Gross profit for the fourth quarter was 17% of net sales, as compared to 41% of net sales for the comparable period last year. The decrease in gross profit and gross profit as a percentage of sales is primarily due to increases in inventory reserves for slow moving and obsolete inventory that is no longer being marketed for resale.

“At the heart of our (explanation) why this all happened is really simply – and I hate to sound offensive – but we just made the wrong product and lots of it,” Mark Simo, Orange 21 co-chairman and CEO said during a conference call with analysts. “We just did not address in the past two years the inflow of inventories that were not selling.”

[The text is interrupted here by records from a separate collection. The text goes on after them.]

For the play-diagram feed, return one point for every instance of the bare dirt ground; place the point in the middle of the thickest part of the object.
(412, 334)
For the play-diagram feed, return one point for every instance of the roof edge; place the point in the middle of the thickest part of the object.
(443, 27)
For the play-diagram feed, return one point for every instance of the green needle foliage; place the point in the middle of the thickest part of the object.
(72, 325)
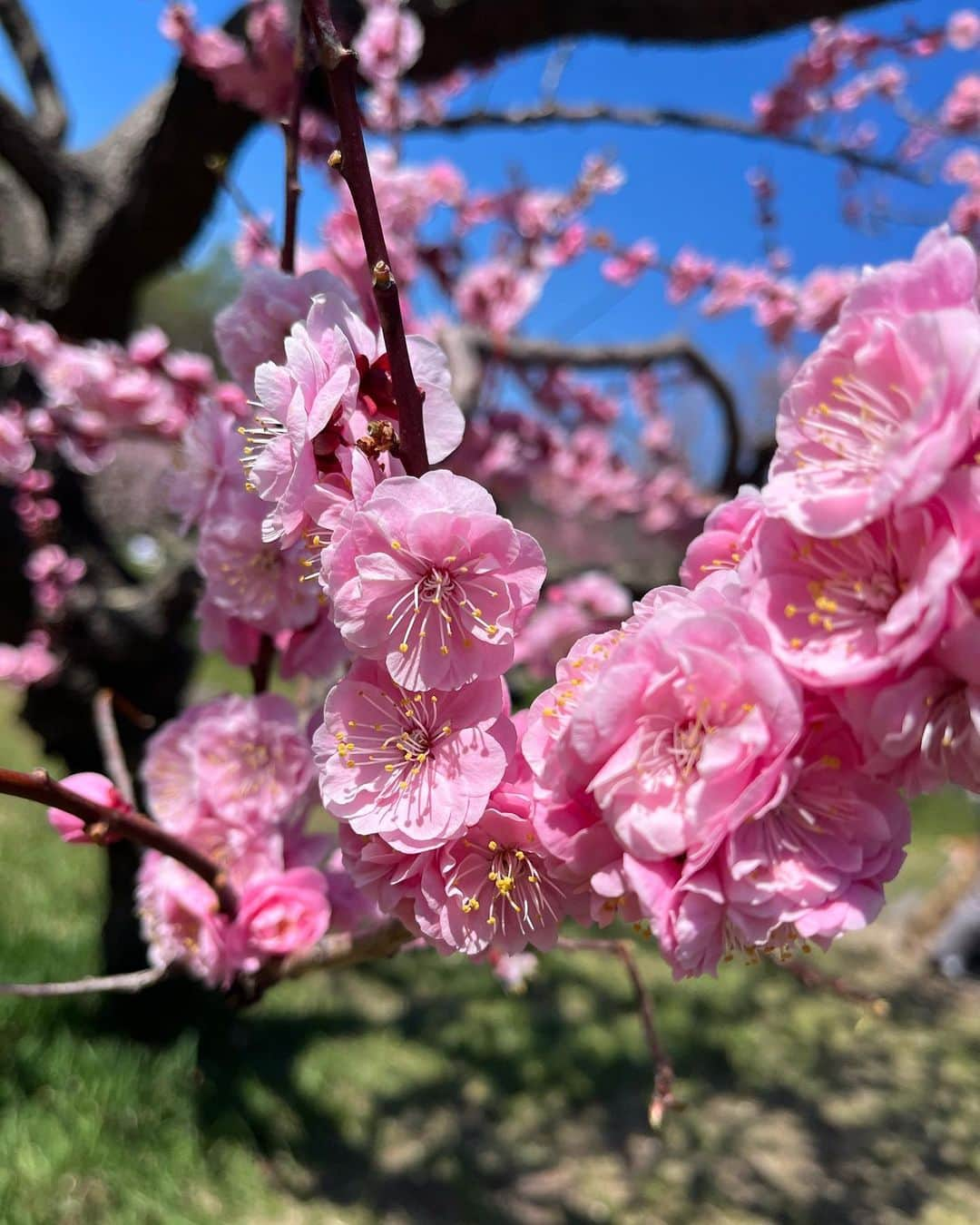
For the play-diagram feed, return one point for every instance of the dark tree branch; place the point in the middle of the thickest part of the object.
(339, 67)
(38, 163)
(98, 819)
(468, 348)
(51, 118)
(663, 116)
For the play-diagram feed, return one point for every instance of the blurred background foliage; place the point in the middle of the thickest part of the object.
(419, 1092)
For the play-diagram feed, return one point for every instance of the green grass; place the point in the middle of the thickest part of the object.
(416, 1092)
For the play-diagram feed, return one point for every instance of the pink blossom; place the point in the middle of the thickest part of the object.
(920, 731)
(256, 324)
(808, 867)
(496, 294)
(147, 348)
(280, 914)
(388, 42)
(961, 111)
(414, 767)
(433, 581)
(333, 392)
(625, 269)
(963, 30)
(91, 787)
(239, 760)
(851, 609)
(885, 408)
(496, 887)
(689, 728)
(28, 664)
(727, 539)
(590, 603)
(254, 581)
(16, 452)
(387, 877)
(181, 920)
(689, 271)
(821, 297)
(210, 466)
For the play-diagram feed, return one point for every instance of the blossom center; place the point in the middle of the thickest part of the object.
(857, 426)
(506, 885)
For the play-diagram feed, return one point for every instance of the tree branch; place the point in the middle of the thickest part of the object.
(467, 347)
(662, 116)
(42, 788)
(339, 67)
(51, 118)
(125, 984)
(37, 162)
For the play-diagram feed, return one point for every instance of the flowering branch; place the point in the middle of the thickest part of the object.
(662, 116)
(100, 819)
(122, 984)
(350, 161)
(467, 347)
(662, 1099)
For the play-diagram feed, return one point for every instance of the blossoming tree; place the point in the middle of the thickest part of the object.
(725, 763)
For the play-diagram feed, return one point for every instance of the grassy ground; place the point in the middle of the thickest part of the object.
(418, 1092)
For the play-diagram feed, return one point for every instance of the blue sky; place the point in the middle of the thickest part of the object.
(681, 188)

Total operating expenses for the fourth quarter of 2006 were $7.2 million, or 63% of net sales, as compared to $6.2 million or 70% of net sales, for the comparable period last year. The company reported a net loss for the fourth quarter of 2006 of approximately $4.0 million, or 49 cents per diluted share compared to a net loss of approximately $1.8 million, or 22 cents per diluted share. Due to the current transitional nature of the company, ORNG executives did not provide any financial guidance.